In this tutorial I will show you how I installed Apache Spark on windows and how I setup Ipython notebook to work with it.
Before I begin with installing Spark, I have installed python. I used anaconda python distribution which has most number of popular python packages available. You can download the distribution from the below link:
https://www.continuum.io/downloads
I have downloaded Anaconda Python installer for version 3.5.
Okay once I installed the anaconda, for the IDE I have chosen to use IPython.
To install open the anaconda prompt, and enter the following command
conda install jupyter
Note if you already have ipython installed, you might want to update it using the following command
conda update jupyter
Now I have downloaded and installed spark from
http://spark.apache.org/downloads.html
I chose Spark 1.6.0 , package which was pre-built for hadoop 2.6 and later.
After downloading it, I copied the file to the C:\ drive and then unzipped it, then renamed the folder to spark. The following is the screenshot of the folder structure.
I renamed the file log4j.properties.template in the conf directory to log4j.properties and then opened it in notepad++ which is a nice and clean text editor, you can even use notepad.
I changed the line where it says
log4j.rootCategory=INFO, console
to
log4j.rootCategory=WARN, console
Doing this reduces the amount of ERROR messages which we see on the console, if you want to reduce even further you can change it to show only ERROR messages by changing it to
log4j.rootCategory=ERROR, console
after saving the file I have downloaded the hadoop binary file winutils.exe, even though Spark runs independently of Hadoop, there is a bug which searches for winutils.exe which is needed for hadoop, and throws up an error.
I have download the file from the below mentioned link
http://public-repo-1.hortonworks.com/hdp-win-alpha/winutils.exe
I have created a folder named winutils in c:\ and created bin directory and placed the winutils.exe file in it. The file location is as follows.
C:\winutils\bin\winutils.exe
Now I have opened the system properties, and added the environment variables. You can open system properties by pressing WIN + R button which open’s up the run and enter sysdm.cpl
I then clicked on advanced tab and then on environment variables.
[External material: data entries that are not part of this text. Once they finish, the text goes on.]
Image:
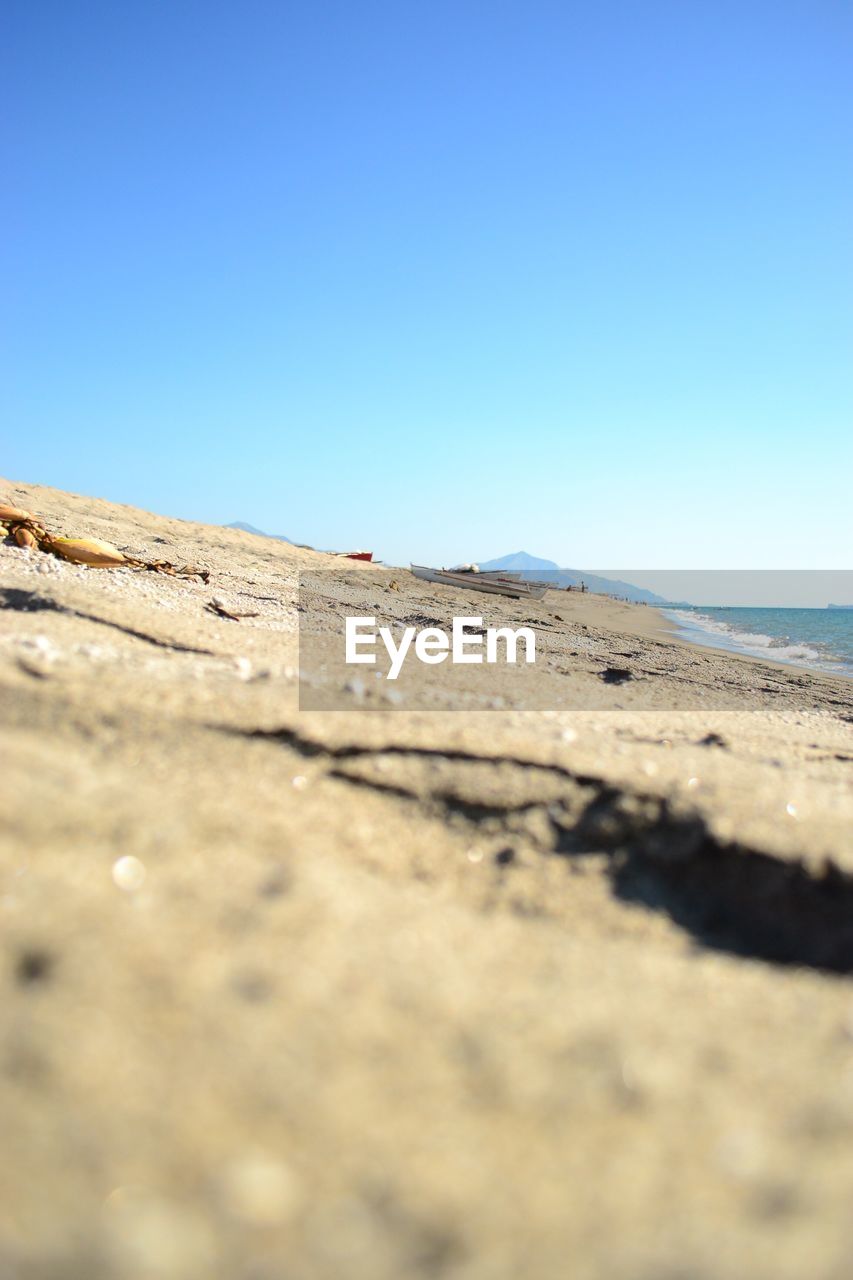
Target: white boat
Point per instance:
(493, 584)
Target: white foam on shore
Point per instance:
(699, 629)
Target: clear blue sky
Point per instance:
(442, 279)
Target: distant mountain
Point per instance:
(529, 566)
(521, 562)
(250, 529)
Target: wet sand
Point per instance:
(559, 986)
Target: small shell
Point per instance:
(87, 551)
(9, 515)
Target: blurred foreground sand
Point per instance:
(381, 993)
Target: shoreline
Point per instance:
(387, 970)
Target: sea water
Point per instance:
(821, 639)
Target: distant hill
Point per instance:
(250, 529)
(530, 566)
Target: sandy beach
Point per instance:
(536, 976)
Clicked new for the user variables and added the following
variable name as HADOOP_HOME and it's value as C:\winutils variable name as SPARK_HOME and it's value as C:\spark
Also clicked on path variable and added $SPARK_HOME$\bin at the end
Now to launch the spark , I just opened the command prompt and entered pyspark to open the spark shell.
Now, if you want to use IPython, set the below user variables to the environment variables in the system properties just like how HADOOP_HOME was set
variable name as PYSPARK_DRIVER_PYTHON and it's value as ipython variable name as PYSPARK_DRIVER_PYTHON_OPTS and it's value as: notebook
Now, when you launch the command prompt and enter pyspark, you will notice jupyter notebook being launched.